Фаланги пальцев еще раз с нажимом гладят девичьи ребра, живот, опускаются на бедра, но в ту же секунду ритм музыки сменяется, и Илья спешно отстраняется, он смеется, берет дистанцию для танца, для немного резковатых, но таких искренних движений телом. Вновь наступает на незнакомку, спешит закрутить ее в новом движении, раздразнивает, обманывает тем, что отстраняется и в следующее мгновение одними губами кусает ее скулу. Замирает. Напористо целует подле мочки, виска, вновь в губы, но промахивается «клюнув» в щеку, и даже это вызывает новую вспышку заразительного смеха.Он снова склоняется к ней, и целует заново.

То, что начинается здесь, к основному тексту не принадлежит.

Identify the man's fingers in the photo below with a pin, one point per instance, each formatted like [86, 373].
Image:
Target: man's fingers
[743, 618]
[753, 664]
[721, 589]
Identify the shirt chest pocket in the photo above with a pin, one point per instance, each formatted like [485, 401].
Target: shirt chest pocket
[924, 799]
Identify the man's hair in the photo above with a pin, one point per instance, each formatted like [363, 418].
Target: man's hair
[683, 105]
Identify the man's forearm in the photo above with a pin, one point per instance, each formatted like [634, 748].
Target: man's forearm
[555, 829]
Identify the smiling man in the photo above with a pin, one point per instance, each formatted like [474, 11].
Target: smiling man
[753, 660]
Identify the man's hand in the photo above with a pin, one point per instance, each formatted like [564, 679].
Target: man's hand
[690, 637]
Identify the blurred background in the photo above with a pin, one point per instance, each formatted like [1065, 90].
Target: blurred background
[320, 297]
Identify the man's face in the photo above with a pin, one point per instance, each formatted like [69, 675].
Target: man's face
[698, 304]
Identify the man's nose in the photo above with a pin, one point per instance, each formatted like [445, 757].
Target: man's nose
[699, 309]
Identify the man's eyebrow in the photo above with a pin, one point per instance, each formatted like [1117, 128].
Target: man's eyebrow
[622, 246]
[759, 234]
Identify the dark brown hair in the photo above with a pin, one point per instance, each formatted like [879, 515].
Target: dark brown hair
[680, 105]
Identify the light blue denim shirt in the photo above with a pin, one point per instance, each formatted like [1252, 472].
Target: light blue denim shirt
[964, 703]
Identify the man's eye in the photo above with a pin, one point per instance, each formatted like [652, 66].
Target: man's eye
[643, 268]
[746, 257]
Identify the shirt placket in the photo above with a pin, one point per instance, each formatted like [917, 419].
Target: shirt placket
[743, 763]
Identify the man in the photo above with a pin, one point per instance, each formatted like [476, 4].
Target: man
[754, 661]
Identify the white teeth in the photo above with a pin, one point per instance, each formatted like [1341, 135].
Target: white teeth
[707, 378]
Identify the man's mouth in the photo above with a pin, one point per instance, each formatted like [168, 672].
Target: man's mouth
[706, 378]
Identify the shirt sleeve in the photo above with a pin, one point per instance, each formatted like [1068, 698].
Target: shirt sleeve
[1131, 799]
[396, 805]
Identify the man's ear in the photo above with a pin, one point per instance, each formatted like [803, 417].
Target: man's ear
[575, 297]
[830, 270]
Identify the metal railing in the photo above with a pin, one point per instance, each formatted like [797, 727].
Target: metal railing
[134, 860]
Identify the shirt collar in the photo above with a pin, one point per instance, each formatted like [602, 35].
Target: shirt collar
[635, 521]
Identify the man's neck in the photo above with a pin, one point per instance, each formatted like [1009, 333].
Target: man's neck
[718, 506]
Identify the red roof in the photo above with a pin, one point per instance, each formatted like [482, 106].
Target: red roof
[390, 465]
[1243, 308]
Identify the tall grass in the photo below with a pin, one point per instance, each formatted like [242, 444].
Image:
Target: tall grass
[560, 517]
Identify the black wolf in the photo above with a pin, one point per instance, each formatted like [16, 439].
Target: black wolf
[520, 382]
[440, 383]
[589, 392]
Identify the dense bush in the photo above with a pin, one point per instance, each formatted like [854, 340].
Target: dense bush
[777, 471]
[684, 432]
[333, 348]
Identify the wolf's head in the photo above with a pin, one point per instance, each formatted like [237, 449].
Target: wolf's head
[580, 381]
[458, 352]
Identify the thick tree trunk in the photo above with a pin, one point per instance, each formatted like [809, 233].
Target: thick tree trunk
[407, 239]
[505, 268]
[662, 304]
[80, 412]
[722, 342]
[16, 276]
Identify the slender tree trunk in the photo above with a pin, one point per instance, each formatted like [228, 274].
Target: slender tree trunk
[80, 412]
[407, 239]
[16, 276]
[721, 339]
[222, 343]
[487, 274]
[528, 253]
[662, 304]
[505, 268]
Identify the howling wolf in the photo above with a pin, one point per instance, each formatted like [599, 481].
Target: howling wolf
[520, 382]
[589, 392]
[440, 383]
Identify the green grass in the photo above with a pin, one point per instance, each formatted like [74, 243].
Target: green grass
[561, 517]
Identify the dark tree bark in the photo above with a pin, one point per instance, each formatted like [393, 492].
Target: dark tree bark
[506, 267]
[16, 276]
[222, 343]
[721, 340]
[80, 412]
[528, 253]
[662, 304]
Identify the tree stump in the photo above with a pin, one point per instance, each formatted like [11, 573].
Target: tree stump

Телефон издаёт нетерпеливую вибрацию в переднем кармане её джинс. Но девушка не отстраняется сразу. Кончик языка подхватывает кислый кругляшок конфеты, давая ему ощутить сводящую губы кислоту. Пусть он запомнит всё так. Незнакомка отстраняется медленно, неспешно, словно хочет оттянуть этот момент дольше. Её губы соскальзывают в уголок его губ, оставляя прощальный поцелуй.
И снова сводящую скулы сладость заменяет кислота. Он распахивает свои глаза, неотвратимо наблюдая за тем, как её хрупкий силуэт отдаляется от него достаточно для бегства. Илья уже тогда точно знал, что она сбежит, ускользнёт в толпу и не оставит ему ни секунды для равенства в этой суматошной погоне. Но именно этим жестом, обрамляющими чувственным поцелуем, она заинтересовала его.
— В двенадцать часов карета превращается в тыкву, а платье в лохмотья, — тихо шепчет ему в губы блондинка, в надежде, что её голосок пробьется сквозь громкую музыку. — Как жаль, что я не могу оставить тебе свою «туфельку».
— Ты могла бы оставить мне свой номер телефона.
— Это слишком просто, не находишь? — в глубине её карих глаз просыпаются ехидные чертята, заставляя Илью прикусить нижнюю губу. — Я не верю в судьбу, но… — девушка лёгким движением руки стягивает с указательного пальца золотистое тонкое колечко. — Если это всё-таки судьба и мы встретимся вновь, верни мне его. Не забудь, оно очень дорого для меня.
Илья щурится, сквозь блики света улавливая игривые искорки в карих омутах. Отпускает её бёдра, ещё секунду назад едва ли не трущиеся о тело в жарком порыве, и вытягивает ладонь, чтобы принять этот скромный подарок от незнакомки. Илья опускает голову, чтобы посмотреть на колечко, а когда поднимает взгляд — её уже и след простыл.
Толпа движется, как будто никогда не видела её. Свет мерцает под потолком, зайчиками отскакивая от стен. Музыка медленно сменяет свой ритм, поднимая гул возбуждённой толпы и он стоит посреди этого безумия, крепко сжимая в руках колечко. С одной только мыслью в голове: нужно было успеть украсть у неё конфету. И становится так до безумного смешно, так тесно в груди от этих чувств, что он разрывается оглушительным смехом и плавно вытекает обратно к барной стойке, где Кирилл в одиночестве выпивает без него уже второй стакан.
— Ты же знаешь французский, да? Как будет в переводе «маленькая французская пташка»?
— «Petit oiseau français», а что? — Кирилл непонимающе хмурится, замечая на его лице чрезмерное количество разных эмоций, но Илья его будто бы уже не слышит. Только сидит и вдумчиво смотрит на сжатую руку, не собираясь отвечать на десяток новых вопросов, льющихся ручьём от друга.
Будто солнце, которое решило выглянуть из-за туч, просто чтобы заглянуть в его хмурую обитель. Осторожно, цепко, она находила когтями самые чувствительные места и взгляд её лучился: «Кем бы ты ни был, смотри на меня. Смотри на меня. Смотри на меня». Илья поддавался. Закрывал глаза, чтобы всеми клеточками своего тела прочувствовать пьянящую сласть поцелуя. Сдерживая свои желания, сжимая пальцами её бока, без излишнего фарса и неосторожности. Пока в голове взрывались целые галактики, он записывал всё, что только мог себе позволить, на маленькую баранку. Пауза. Пауза. Ему срочно нужно поставить этот мир на паузу.